After installing Google Analytics on a website you should start thinking about ways to improve your analytics data accuracy. Google Analytics provides some smart tools allowing you to easily exclude well-known robots / spiders, to exclude traffic from your own network or to reduce the noises generated by the internet.
Internet noise? Yes, there is a lot of noise out there, generated by bots capable of running JavaScripts, browser extensions spoofing the HTTP Referer, cache websites or other applications with similar behaviour.
But wait, there’s more! Some malicious tools and browser extensions are intentionally generating fake pageviews and reporting wrong referrers to grab your attention. Why? Because it’s free advertising, that’s why!
Exclude traffic from well-known bots and spiders
To exclude traffic from well-known bots and spiders log into your Google Analytics account. Go to Admin, select the desired Account, Property then View, click on View Settings and select the check box option, labeled Exclude traffic from known bots and spiders:
By enabling the above option you’re instructing Google Analytics to apply a filter that will exclude all known spiders and bots listed in the IAB list (International Spiders & Bots List).
Exclude traffic for specific IP addresses
While Advanced Google Analytics for Joomla is doing a pretty good job on excluding the tracking code for logged in users (like Administrators), you should also consider using a filter to exclude your own IP, if it’s static. Companies can also exclude an entire network or multiple subnetworks to temper the noise generated by own employees while browsing the website.
To exclude traffic for specific IP addresses go to Admin, select the desired Account, Property then View, click on Filters and click on New Filter:
In the above example, I’m using a predefined filter to exclude traffic from a specific IP. To exclude an entire IP block you can use “that begin with” instead of “that are equal to“.

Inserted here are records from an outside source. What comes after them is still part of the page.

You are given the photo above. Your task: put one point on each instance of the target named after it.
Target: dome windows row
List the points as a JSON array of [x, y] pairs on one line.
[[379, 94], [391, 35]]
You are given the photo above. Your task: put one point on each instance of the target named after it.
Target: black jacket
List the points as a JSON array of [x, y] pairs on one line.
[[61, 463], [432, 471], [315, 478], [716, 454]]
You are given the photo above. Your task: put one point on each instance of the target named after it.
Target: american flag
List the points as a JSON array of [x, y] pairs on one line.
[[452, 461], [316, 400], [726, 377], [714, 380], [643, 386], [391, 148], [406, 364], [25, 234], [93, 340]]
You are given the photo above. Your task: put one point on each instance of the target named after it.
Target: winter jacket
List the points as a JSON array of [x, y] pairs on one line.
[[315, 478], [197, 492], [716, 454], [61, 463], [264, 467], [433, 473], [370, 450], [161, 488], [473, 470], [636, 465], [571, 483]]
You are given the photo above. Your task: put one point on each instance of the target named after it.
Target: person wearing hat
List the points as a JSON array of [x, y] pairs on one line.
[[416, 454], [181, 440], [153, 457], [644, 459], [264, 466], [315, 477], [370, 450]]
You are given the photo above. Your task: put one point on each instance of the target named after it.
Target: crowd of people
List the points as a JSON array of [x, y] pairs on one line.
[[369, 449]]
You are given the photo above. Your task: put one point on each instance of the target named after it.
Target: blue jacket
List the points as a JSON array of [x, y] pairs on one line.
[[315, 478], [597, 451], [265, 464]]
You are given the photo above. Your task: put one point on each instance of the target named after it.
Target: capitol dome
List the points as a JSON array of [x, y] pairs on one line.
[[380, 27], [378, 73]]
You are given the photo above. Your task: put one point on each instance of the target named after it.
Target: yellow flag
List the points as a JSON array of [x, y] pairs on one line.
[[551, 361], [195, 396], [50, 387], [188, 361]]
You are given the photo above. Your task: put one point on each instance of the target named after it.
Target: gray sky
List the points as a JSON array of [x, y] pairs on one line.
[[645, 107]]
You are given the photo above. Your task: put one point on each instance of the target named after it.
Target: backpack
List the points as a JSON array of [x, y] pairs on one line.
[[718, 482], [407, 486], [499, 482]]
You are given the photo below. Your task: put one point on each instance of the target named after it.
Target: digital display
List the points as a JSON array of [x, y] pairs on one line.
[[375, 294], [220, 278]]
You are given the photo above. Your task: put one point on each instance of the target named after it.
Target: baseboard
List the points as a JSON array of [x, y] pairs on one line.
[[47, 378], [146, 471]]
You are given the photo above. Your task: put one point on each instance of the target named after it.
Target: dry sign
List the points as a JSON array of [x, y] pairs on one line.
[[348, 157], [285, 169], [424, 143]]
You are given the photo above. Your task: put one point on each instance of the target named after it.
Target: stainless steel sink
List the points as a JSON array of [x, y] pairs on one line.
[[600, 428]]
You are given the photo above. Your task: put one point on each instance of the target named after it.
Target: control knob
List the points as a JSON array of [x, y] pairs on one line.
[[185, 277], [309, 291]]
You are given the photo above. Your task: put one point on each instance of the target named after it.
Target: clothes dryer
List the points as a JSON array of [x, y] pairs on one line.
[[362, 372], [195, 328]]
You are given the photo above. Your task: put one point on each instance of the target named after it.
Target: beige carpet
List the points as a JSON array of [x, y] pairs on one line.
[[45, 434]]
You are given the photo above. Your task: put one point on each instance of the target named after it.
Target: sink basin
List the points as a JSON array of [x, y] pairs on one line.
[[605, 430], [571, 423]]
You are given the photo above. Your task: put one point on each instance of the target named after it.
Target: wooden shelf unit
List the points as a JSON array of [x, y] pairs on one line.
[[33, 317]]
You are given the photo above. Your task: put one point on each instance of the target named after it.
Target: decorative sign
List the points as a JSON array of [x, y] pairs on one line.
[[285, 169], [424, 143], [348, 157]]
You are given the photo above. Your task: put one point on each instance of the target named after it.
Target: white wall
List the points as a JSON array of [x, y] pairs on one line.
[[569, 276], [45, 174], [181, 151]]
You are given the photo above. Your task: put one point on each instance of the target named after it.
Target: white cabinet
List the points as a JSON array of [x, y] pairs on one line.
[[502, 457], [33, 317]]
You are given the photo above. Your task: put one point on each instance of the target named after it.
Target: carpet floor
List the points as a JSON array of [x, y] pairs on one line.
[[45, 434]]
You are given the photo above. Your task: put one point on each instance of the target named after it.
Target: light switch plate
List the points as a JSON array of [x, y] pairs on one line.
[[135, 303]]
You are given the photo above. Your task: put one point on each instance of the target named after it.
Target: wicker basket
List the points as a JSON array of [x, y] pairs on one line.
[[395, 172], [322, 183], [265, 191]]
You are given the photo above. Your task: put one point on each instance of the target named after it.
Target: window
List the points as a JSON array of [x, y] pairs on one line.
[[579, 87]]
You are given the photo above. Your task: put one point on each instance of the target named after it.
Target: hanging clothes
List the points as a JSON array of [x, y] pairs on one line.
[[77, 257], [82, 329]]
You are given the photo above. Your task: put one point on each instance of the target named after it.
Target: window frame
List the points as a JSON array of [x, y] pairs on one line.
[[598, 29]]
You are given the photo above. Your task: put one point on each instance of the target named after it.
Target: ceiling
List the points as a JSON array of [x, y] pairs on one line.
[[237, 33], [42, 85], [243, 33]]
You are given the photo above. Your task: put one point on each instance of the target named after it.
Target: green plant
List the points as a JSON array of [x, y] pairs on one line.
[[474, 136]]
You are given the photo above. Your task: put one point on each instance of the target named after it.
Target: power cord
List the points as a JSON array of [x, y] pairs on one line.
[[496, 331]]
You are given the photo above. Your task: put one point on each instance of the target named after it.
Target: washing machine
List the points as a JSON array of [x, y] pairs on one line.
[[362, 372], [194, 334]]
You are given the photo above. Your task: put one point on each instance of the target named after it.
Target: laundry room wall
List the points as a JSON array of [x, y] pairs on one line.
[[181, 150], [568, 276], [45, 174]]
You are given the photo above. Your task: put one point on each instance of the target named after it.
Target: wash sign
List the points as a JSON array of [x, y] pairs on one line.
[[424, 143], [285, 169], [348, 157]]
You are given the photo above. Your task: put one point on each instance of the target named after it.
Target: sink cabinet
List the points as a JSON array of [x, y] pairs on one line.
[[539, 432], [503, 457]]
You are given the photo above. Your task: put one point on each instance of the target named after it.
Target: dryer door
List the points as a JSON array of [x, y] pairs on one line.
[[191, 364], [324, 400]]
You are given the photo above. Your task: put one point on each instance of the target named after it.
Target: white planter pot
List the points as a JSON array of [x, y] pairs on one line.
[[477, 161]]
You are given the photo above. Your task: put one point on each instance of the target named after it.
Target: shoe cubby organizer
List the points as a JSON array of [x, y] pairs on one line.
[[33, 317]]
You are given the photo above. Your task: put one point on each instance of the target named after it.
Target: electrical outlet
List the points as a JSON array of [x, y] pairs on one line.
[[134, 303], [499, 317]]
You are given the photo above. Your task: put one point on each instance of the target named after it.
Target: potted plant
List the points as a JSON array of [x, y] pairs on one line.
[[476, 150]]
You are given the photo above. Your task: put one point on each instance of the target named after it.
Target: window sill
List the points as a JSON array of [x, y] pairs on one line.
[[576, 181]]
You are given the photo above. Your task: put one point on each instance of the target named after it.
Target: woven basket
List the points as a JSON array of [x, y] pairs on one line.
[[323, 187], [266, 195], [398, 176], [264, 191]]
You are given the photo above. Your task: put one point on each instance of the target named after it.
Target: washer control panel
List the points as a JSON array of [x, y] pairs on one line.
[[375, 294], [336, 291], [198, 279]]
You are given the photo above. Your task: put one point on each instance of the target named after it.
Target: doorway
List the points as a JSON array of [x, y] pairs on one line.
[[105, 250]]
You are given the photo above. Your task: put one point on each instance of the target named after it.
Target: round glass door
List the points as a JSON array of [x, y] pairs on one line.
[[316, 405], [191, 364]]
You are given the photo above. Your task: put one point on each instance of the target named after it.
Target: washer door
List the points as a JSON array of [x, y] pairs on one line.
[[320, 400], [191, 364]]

Exclude “fake pageviews” generated elsewhere on the internet
There are three more things impacting your Google Analytics data accuracy, which have an easy fix:
- lazy developers, which are starting a new project from your own design and forget to remove your analytics code or to disable your analytics plugin
- cache or archive sites, which are displaying your pages without removing your Google Analytics code
- spam, fake pageviews designed for advertising and to grab your attention; usually a page that doesn’t exist on your website is reported in your Google Analytics stats
To exclude this type of traffic go to Admin, select the desired Account, Property then View, click on Filters and click on New Filter:
You’ll have to enter your domain name in the Hostname field (only the root domain, without subdomains like www). Using this filter, your Google Analytics reports will only include the traffic from your own domain.
Fake referrers? There is not much you can do about it, because by filtering them out you could risk to actually exclude good traffic coming from users with an infected browser or a malicious extension.
There are more filters to be applied and actions to be taken, but this will require an in-depth analytics data accuracy audit; each website has its own particularities and its specific needs.
Note: When applying filters you should always create or have an unfiltered View, because once your reports are generated they can’t be re-processed. A misconfiguration of your filters can always lead to a permanent data loss. Because your analytics data won’t be re-processed, the filters will only apply to future traffic and will have zero effect on previously collected data.